Woolson acknowledged that Bachmann staffers were asked to sign what he called “pretty common” nondisclosure agreements, which prevented them from divulging proprietary campaign information like mailing lists and research. But he denied that they prohibited staffers from talking about anything unethical or illegal they saw during the campaign.
“No one is ever going to write a nondisclosure that says, ‘You promise not to discuss any criminal activity,’ Woolson said. “That wouldn’t make any sense. … It’s just ridiculous on the face of it. It would be absolutely ridiculous to suggest any attorney in the country would write any nondisclosure that would contain something like that in it.”

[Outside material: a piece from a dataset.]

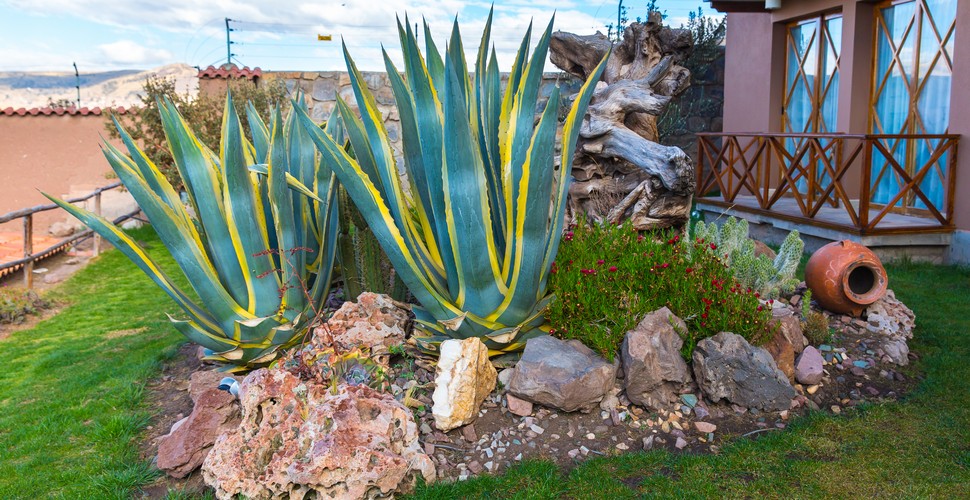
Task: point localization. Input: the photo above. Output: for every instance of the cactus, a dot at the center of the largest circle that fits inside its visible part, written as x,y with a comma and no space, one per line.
731,242
363,264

Waldron and at least one other staffer refused to sign the agreements, despite Campaign Finance Chairman James Pollak’s repeated efforts to resolve their concerns, Woolson said.
In his press release, Waldron condemned Pollak for “[breaking] every promise made to me to pay the staff.”
“I have worked Jim throughout this process, and he has done everything for me and other staffers he said he was going to do,” Woolson said. “He has kept his word to me and other staffers in every instance.”
In a statement to TheDC, Pollak refused Waldron’s accusations, calling them “false, inaccurate, and misleading.”
“Why Mr. Waldron would be motivated to attempt to disparage the congresswoman, the campaign, or fellow campaign members, I can’t explain,” he said. “Mrs. Bachmann has paid off in excess of 90 percent of her presidential campaign debt, and we look forward to accurately resolving any residual outstanding campaign debt in the very near future.”
And the theft of information from a campaign laptop was a local issue that didn’t even involve the national staff, Woolson added.
“It’s been 14 months since that local issue took place,” he said. “That happened in the Iowa office. If Peter Waldron wanted to talk to the authorities about it, my understanding is he could have picked up the phone and called them. The Urbandale Police Department is on the Internet, in the phone book, and is available through directory assistance.”